Их можно было считать его долей в общем улове, которую он получил досрочно, в Рёйвархёбне. Мальчишки, игравшие в промысел, прекрасно знали, что каждому рыбаку причитается такая доля.
Лои направился вдоль берега к старой шлюпке, лежавшей на отмели рядом с церковью. Одна из ее бортовых досок была выломана и валялась поодаль. Лодка была моторная, но сейчас она лежала без дела и вряд ли ее собирались спускать на воду, во всяком случае, этим летом. Хорошо было бы прибрать ее к рукам. Купить крон за пятьсот, вставить новую бортовину, и лодка была бы как новая. Тогда судовладельческая фирма Лои расширилась бы… А назвать лодку можно «Сомнение» или лучше «Проворный».
— Чего ты здесь ошиваешься? — прервал его размышления недовольный голос. — Разве ты не знаешь, что этот берег принадлежит моему отцу?
Лои обернулся и увидел мальчика-подростка, сердито смотревшего на него.
— Здравствуй!
— Но мальчик не ответил на приветствие. Он был худой и длинный как жердь, одет в серый костюм и белую рубашку с бантом на шее. На тонких ногах болтались черные резиновые сапоги. Лицо мальчика было бледное и невыразительное, он холодно рассматривал Лои, словно тот был марсианином, случайно очутившимся на берегу моря. Мальчик заметно отличался от других жителей поселка: рёйвархёбнцев привычнее было видеть в клеенчатых передниках и бахилах, парадную одежду они надевали лишь на рождество или, может, еще на День моряка[16].
— Говоришь, этот берег принадлежит твоему отцу? — спросил Лои, когда они вдоволь насмотрелись друг на друга.
— Да, и этот берег, и сельдяной склад, и два судна, которые сейчас причаливают, и вон те дома, и все люди, которые на него работают. Он — самый богатый человек в Исландии, а когда он умрет, все это перейдет по наследству ко мне.
Голос подростка звучал тихо и глухо. Лицо его оставалось безжизненным.
— Если люди работают на твоего отца, это не значит, что они принадлежат ему, — сказал Лои, оправившись от изумления.
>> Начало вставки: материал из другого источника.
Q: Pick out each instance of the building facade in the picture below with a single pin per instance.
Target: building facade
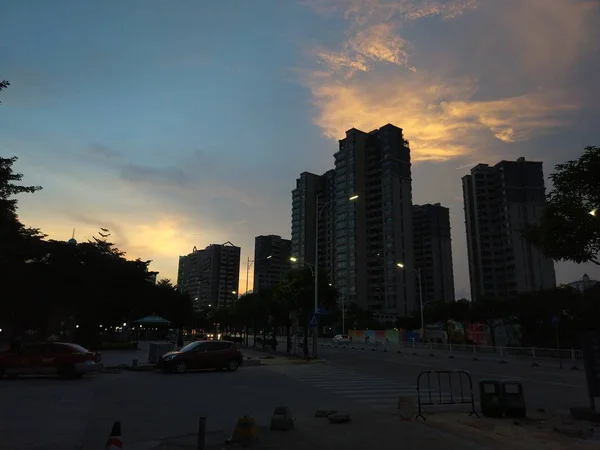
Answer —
(314, 198)
(585, 283)
(499, 201)
(374, 234)
(365, 222)
(271, 261)
(433, 252)
(189, 273)
(211, 276)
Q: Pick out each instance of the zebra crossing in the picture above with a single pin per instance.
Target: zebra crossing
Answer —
(373, 392)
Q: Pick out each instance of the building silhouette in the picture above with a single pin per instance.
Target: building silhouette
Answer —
(499, 201)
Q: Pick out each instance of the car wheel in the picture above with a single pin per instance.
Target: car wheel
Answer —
(67, 371)
(181, 367)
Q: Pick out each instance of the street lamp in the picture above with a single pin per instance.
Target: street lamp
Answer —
(320, 207)
(418, 274)
(309, 265)
(249, 264)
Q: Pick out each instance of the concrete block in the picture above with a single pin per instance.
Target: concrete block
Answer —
(585, 414)
(282, 419)
(252, 362)
(339, 418)
(245, 432)
(407, 408)
(325, 412)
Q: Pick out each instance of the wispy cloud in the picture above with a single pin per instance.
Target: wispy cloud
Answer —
(445, 113)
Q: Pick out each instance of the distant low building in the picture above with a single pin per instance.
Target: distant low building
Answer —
(585, 283)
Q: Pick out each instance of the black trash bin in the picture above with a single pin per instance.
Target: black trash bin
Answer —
(513, 399)
(490, 398)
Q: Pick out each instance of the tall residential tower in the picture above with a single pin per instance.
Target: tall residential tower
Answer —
(271, 261)
(211, 276)
(362, 243)
(433, 252)
(499, 202)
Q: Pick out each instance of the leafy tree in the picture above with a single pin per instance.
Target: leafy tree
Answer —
(567, 231)
(3, 85)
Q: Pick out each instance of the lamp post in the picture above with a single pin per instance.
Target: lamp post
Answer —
(319, 208)
(418, 274)
(249, 264)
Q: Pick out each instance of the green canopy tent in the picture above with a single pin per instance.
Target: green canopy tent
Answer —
(151, 327)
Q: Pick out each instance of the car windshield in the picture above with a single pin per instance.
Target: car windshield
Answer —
(77, 348)
(191, 347)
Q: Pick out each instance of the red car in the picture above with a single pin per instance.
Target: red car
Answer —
(202, 355)
(49, 358)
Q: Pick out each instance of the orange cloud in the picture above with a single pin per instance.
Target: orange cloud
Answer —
(446, 113)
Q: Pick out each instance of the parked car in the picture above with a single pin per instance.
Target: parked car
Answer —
(202, 355)
(341, 339)
(49, 358)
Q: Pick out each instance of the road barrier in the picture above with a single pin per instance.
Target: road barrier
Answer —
(526, 353)
(115, 441)
(437, 396)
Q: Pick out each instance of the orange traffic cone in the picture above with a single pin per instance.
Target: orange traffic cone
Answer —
(114, 441)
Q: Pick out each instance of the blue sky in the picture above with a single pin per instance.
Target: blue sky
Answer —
(180, 124)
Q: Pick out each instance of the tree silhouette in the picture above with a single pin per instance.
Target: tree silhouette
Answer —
(567, 230)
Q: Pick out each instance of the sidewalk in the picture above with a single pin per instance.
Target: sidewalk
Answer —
(420, 351)
(370, 430)
(121, 358)
(364, 431)
(268, 358)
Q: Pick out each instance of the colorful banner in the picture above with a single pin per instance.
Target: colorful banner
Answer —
(377, 336)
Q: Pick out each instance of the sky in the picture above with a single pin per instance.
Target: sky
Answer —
(185, 123)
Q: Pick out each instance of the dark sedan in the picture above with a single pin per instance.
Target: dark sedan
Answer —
(202, 355)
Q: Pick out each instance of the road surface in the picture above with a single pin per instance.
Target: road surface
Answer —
(376, 378)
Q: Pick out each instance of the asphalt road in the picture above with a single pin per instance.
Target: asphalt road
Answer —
(545, 387)
(49, 413)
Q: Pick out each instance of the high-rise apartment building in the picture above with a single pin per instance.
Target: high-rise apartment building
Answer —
(362, 242)
(499, 202)
(433, 252)
(271, 260)
(374, 234)
(211, 276)
(189, 273)
(314, 197)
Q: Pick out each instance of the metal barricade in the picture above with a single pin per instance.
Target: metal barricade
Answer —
(461, 393)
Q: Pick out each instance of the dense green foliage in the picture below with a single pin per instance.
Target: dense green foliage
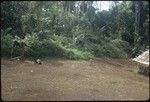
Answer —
(74, 29)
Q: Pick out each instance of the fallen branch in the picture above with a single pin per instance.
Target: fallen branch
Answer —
(15, 58)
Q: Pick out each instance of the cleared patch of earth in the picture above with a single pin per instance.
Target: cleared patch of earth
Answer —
(57, 79)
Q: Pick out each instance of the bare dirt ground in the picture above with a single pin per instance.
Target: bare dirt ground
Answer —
(57, 79)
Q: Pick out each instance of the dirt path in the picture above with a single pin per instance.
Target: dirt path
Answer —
(97, 79)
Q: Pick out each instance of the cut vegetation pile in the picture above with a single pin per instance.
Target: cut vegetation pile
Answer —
(143, 62)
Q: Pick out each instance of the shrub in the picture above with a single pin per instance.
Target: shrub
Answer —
(110, 50)
(121, 44)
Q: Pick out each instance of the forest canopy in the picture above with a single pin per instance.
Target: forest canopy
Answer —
(75, 29)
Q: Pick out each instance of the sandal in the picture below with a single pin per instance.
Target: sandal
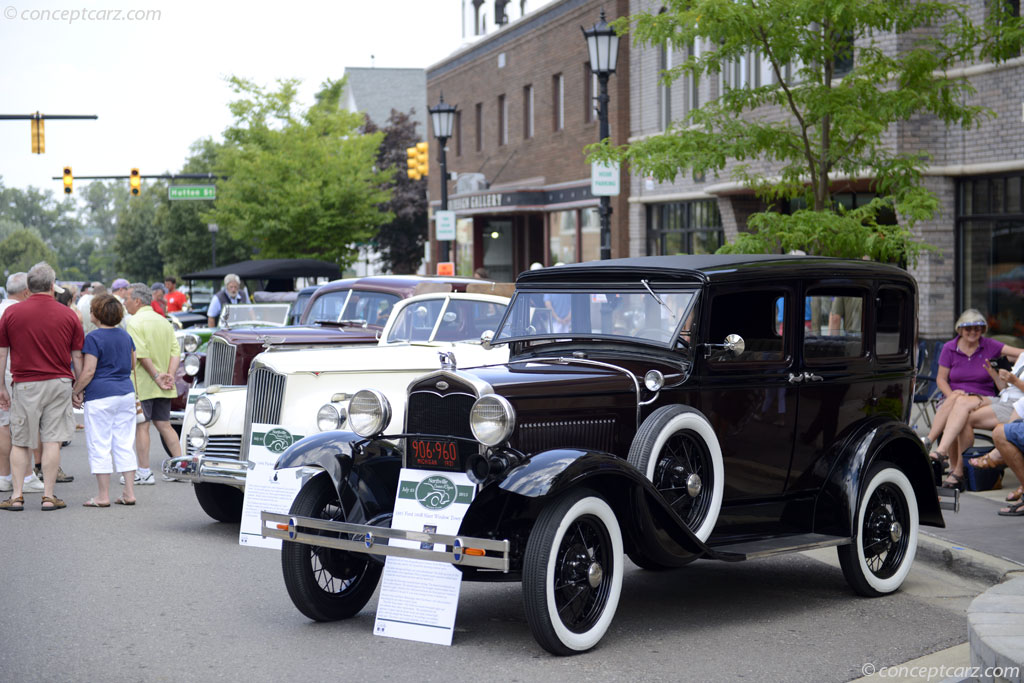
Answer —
(1015, 510)
(55, 503)
(954, 480)
(986, 462)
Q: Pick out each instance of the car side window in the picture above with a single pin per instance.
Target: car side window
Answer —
(836, 326)
(891, 338)
(757, 316)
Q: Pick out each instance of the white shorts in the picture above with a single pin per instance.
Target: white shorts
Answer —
(110, 434)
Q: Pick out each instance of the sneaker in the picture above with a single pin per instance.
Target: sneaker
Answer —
(33, 485)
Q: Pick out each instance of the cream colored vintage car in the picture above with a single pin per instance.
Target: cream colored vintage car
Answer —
(302, 391)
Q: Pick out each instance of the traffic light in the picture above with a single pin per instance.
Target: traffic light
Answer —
(422, 160)
(38, 135)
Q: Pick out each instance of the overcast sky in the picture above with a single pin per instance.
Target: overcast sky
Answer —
(157, 83)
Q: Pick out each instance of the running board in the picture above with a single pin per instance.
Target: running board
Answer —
(777, 546)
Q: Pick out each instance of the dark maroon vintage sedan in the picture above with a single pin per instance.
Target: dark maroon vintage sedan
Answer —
(344, 311)
(662, 409)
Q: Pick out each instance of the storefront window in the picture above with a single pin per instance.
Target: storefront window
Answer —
(684, 227)
(464, 247)
(563, 237)
(990, 223)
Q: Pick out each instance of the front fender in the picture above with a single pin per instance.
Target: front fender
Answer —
(879, 440)
(650, 524)
(370, 468)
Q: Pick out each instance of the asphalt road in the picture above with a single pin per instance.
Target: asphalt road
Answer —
(160, 592)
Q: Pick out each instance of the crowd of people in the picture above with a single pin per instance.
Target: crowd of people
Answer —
(113, 354)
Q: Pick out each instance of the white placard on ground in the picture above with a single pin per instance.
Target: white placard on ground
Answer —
(267, 488)
(419, 599)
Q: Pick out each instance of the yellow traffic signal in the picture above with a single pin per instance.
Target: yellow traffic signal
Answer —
(38, 135)
(422, 159)
(414, 163)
— Ему принадлежу я, принадлежит мама, — принадлежат его рабочие. Это всё его собственность. Ты, видимо, плохо разбираешься в деньгах… Сколько тебе лет?
— Восемь… скоро исполнится девять.
— А как тебя зовут?
— Лои Кристинссон. А тебя?
— Ислейвюр. У тебя есть сколько-нибудь денег?
Лои покачал головой, крепко сжимая в кармане свои банкноты. Ислейвюр продолжал разглядывать его.
— Что ты делаешь в этой дыре? — спросил Ислейвюр, проведя рукой по своим стриженным ежиком волосам. — Приударяешь за какой-нибудь работницей?
— Ты что?! Я на промысле. Наше судно ожидает разгрузки, мы не можем выгрузить улов, пока…
— А тебе платят?
— Конечно.
Ислейвюр кивнул, по-прежнему не сводя внимательного взгляда с Лои.
— А ты чем занимаешься? Работаешь на складе у своего отца?
Ислейвюр скорчил гримасу, словно ему напомнили о чем-то неприятном.
— Ты что, псих? — чуть слышно произнес он.
— Разве тебе здесь не интересно?
— Какое там интересно! Тут же никто не видит дальше сельдяной бочки.
— По-моему, тебе было бы полезно поработать на разделочной площадке.
— А по-моему, ты недоумок, — сказал парень. — Неужели ты считаешь, что я стану мараться на каком-то складе? Это меня мамаша вытащила из Рейкьявика и заставила три недели торчать здесь, рядом с вонючей жиротопней. Пригрозила, что иначе не возьмет меня в Германию.
— В Германию?
— У меня мать немка. Du bist ein Dummkopf[17],— сказал Ислейвюр и, задрав голову, посмотрел на небо.
Лои на мгновение притих от этих незнакомых слов, которые, видимо, относились к погоде.
— А ты знаешь, что такое лабардан? — нашелся он.
— Это по-немецки? — спросил Ислейвюр, и в его серых глазах промелькнуло подобие интереса.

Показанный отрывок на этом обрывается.